Ottawa City Council honors woman who helped start Friendship Village

By WCMY News Dec 10, 2022 | 2:40 PM

Ottawa’s City Council last week passed a proclamation honoring Jane McCormick for her 100th birthday, which is Sunday. December 11th. Her efforts to help her developmentally disabled son live on in Friendship House, formerly known as Friendship Village. For this occasion, WCMY News is republishing a story we ran on January 12 and 13, 2016 when the Friendship House organization was about to mark its 50th anniversary:

From January 12, 2016: Ottawa Friendship House is about to name a west side semi-independent living home for the developmentally disabled after Jane McCormick, who helped found the organization in 1966. That was 14 years after a doctor told her that her severely delayed son would probably live just 12 years and never be able to get out of bed. Bob McCormick learned to talk, walk, shoot baskets, and dance. And he lived 58 years.

In 1952, the McCormicks didn’t even get a pamphlet about their son’s problem. A doctor read to them about it from a book. The prevailing wisdom was to put children like Bob away in institutions and forget them. The McCormicks heard the same bad prognosis about their son ten more times as they met with ten more doctors.

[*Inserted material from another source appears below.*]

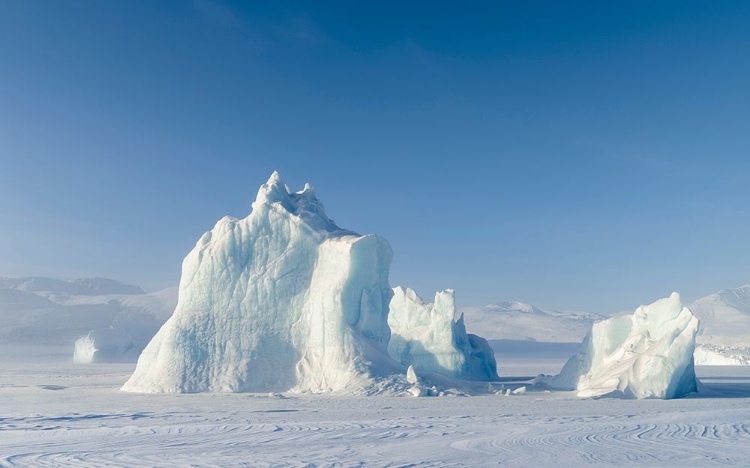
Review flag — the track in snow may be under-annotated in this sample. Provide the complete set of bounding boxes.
[1,363,749,467]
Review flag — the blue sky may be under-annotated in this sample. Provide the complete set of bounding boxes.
[1,1,749,313]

Then the couple moved from New Jersey to Ottawa where Jane met other moms whose children had developmental challenges. The women scraped together all the resources they could to help their children and each other. They read together what few newspaper and magazine articles they could find about teaching such children. And they hired a teacher.

As Bob outlived his first doctor’s prediction, Jane’s commitment to him transformed. She’d worked for years to make Bob’s childhood better than anyone thought it could be. She began preparing for the adulthood she’d been told not to expect at all. In a partnership with the since defunct Ottawa Jaycees, Jane and the other moms founded Ottawa Friendship House. The best change Jane has seen since those days is how parents of developmentally delayed children have hope now.

Jane McCormick recalls a time when most people thought of the developmentally disabled as useless. Today, many Friendship House clients earn pay on local assembly lines. She alone didn’t change all society’s attitude. But her commitment to change in Ottawa will be honored when the Jane McCormick House is dedicated in March.